Vielen Dank & Liebe Grüße

Joachim84


----------



## threadi (21. März 2011)

Was meinst Du mit "das sendmail"? Das Binary? Schau mal genau nach. Manches sind auch nur symbolische Links.

Wie man sendmail konfiguriert steht z.B. hier:
http://64-bit.de/dokumentationen/netzwerk/f/002/DE-Mailserver-HOWTO-3.html

Für SuSE gibt es ausführliche Anleitungen, wie z.B. diese hier:
http://de.opensuse.org/SDB:E-Mail_mittels_YaST2_konfigurieren
Du musst jedoch darauf aufpassen, welche SuSE-Version Du nutzt und darfst nur Tipps zu dieser berücksichtigen.


----------



## joachim84 (22. März 2011)

Hallo,

ich finde das ausführbare Programm an verschiedenen Orten auf dem Server, ist das normal?
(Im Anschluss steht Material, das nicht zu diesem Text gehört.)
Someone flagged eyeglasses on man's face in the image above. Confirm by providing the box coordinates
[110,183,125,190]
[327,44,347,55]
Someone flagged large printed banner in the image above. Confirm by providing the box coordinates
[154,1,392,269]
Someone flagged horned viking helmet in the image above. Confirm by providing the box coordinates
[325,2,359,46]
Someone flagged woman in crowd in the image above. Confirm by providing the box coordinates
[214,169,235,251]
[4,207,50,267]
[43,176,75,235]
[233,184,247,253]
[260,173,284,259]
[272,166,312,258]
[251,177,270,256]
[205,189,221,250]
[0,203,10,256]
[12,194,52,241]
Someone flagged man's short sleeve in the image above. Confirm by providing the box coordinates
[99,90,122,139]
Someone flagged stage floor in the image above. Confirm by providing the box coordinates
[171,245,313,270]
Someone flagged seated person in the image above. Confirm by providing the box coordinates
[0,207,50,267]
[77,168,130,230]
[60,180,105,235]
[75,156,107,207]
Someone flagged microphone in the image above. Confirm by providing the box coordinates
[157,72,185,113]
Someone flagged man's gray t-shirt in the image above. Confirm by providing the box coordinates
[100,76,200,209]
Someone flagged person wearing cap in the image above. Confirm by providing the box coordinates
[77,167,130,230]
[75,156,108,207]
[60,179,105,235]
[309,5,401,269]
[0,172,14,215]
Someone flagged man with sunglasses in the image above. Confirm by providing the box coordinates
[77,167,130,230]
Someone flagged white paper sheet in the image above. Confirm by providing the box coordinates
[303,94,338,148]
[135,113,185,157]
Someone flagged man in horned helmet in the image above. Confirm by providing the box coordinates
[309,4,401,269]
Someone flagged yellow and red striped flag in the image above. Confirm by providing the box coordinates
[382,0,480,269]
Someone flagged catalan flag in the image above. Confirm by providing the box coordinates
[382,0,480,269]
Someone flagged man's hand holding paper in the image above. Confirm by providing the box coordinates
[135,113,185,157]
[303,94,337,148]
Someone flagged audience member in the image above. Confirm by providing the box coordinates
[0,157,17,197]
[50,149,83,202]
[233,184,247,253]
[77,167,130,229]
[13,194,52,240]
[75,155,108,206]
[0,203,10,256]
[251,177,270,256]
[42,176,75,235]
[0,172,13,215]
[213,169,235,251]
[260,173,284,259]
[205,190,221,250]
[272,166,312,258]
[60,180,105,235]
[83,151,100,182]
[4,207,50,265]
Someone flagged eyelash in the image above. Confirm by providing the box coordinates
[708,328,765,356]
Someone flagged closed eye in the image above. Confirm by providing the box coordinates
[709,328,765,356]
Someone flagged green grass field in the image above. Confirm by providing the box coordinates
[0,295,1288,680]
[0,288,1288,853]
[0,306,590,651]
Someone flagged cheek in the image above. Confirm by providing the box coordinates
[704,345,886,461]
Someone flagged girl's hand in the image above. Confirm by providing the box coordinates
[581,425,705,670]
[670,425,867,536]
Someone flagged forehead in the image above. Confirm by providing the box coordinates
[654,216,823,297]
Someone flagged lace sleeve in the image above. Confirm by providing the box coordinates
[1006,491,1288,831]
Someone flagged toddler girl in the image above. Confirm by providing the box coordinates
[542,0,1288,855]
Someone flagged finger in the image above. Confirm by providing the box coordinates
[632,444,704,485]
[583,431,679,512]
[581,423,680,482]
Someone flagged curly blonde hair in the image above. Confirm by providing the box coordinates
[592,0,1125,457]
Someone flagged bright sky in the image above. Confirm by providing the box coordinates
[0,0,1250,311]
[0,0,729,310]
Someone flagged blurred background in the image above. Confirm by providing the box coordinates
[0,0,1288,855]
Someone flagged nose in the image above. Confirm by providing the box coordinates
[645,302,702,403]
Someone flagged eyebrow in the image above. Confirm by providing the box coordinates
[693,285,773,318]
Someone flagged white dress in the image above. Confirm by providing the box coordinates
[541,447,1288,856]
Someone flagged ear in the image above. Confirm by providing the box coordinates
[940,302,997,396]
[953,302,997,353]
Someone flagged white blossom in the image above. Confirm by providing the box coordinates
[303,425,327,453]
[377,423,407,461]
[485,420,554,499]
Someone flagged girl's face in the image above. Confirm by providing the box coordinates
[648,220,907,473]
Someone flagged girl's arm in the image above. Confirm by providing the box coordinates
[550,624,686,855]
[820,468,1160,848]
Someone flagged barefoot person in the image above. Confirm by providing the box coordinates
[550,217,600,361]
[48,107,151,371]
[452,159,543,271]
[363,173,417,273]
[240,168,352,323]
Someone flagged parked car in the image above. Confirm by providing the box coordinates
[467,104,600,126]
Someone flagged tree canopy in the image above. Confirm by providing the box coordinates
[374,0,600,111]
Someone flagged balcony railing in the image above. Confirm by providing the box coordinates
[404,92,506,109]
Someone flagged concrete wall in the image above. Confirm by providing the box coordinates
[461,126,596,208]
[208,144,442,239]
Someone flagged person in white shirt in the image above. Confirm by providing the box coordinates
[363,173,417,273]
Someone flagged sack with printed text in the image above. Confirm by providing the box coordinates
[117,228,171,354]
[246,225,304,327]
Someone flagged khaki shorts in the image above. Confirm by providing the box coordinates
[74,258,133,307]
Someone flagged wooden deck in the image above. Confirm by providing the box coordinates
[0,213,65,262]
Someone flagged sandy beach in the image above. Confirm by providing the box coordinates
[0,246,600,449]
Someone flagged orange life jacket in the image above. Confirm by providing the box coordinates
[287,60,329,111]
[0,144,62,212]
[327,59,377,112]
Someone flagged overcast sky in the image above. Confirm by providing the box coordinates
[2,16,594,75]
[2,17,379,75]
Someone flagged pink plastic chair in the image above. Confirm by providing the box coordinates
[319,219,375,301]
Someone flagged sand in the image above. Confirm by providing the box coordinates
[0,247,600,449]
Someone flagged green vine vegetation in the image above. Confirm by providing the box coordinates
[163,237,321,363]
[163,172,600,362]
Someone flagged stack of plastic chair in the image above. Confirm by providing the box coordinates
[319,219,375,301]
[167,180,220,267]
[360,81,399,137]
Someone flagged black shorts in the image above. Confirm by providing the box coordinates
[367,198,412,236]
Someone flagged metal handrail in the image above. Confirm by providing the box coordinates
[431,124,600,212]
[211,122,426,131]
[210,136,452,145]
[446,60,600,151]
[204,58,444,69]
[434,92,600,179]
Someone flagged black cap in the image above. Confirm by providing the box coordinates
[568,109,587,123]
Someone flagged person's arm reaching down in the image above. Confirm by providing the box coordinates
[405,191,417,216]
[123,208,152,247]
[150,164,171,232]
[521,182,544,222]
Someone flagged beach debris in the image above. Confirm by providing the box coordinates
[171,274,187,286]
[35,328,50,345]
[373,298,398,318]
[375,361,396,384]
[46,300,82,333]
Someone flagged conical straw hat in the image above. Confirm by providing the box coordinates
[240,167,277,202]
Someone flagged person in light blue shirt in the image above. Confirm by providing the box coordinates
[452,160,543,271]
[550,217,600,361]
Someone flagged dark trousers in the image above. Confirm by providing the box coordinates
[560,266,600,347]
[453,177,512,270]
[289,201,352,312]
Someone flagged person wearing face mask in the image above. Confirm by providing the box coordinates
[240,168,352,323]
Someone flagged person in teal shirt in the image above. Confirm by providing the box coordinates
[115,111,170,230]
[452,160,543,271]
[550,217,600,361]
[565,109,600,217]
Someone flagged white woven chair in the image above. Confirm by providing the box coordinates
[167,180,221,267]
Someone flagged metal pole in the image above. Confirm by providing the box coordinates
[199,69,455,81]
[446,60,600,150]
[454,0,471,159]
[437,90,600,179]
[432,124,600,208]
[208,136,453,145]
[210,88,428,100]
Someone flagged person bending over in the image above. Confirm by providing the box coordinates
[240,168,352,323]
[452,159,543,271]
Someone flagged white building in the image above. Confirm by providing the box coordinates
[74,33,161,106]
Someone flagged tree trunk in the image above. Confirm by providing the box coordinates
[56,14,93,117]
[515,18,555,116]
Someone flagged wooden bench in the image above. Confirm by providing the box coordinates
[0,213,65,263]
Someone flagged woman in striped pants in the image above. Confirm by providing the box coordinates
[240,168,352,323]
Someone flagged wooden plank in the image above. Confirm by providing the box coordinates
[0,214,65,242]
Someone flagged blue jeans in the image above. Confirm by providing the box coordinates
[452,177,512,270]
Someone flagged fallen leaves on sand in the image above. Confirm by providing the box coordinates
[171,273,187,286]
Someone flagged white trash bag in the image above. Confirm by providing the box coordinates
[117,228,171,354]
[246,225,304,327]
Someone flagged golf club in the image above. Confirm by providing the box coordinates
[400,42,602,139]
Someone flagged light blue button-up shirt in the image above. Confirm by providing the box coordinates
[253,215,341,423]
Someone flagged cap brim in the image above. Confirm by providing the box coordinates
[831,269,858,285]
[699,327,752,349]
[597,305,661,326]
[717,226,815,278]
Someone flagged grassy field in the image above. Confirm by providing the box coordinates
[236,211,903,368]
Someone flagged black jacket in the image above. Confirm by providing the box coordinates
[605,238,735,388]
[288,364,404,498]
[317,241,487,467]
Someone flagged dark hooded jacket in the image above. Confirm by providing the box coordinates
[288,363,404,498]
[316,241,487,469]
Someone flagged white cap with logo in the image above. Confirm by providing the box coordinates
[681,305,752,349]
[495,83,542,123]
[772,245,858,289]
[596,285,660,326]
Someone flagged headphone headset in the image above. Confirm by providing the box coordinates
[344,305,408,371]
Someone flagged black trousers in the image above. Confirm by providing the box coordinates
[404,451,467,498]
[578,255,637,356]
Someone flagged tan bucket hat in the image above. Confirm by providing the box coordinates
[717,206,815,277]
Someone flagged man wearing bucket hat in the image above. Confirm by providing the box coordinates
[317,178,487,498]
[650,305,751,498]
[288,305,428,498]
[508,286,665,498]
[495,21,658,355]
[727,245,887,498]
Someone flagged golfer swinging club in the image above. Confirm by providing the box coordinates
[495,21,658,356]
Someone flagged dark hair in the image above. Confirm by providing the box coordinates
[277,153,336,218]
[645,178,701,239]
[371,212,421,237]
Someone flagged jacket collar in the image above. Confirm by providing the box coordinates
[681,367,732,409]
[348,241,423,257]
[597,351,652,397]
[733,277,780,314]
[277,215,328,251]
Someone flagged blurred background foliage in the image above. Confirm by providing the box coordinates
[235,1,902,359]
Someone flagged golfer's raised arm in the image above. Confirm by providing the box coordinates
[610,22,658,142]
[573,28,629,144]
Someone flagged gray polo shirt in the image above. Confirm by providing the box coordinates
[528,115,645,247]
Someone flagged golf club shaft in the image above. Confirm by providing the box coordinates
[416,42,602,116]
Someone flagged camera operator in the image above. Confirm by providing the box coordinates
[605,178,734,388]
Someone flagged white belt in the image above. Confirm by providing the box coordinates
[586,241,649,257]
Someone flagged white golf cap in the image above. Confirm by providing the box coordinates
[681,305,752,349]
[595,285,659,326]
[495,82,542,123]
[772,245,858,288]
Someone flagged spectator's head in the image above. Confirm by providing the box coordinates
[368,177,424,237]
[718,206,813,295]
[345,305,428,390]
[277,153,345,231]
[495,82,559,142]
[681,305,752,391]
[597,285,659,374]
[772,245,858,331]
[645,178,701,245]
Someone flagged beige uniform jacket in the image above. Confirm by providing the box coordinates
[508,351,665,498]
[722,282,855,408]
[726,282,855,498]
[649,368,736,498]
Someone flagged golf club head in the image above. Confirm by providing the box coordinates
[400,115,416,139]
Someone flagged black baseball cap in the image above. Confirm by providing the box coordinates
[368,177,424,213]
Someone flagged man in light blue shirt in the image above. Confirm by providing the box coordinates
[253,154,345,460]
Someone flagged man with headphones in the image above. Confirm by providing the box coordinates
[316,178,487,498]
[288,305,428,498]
Das OS ist Linux 2.6.18-028stab079.1 mit SuSE 11.1

Liebe Grüße

Joachim84


----------



## threadi (22. März 2011)

Kann zu SuSE nichts sagen, da ich sowas nicht nutze. Auf anderen Systemen wird eher mit symbolischen Links gearbeitet. Aber vorstellbar wäre es schon denke ich.


----------



## master bratack (26. März 2011)

Ja bei Linux/Unix gibts viele Links(Symbolische/harte). Ist ganz normal. Ich als OpenSuSE nutzer stolper immer über Links wenn ich nur ANsatzweise mein System benutze


----------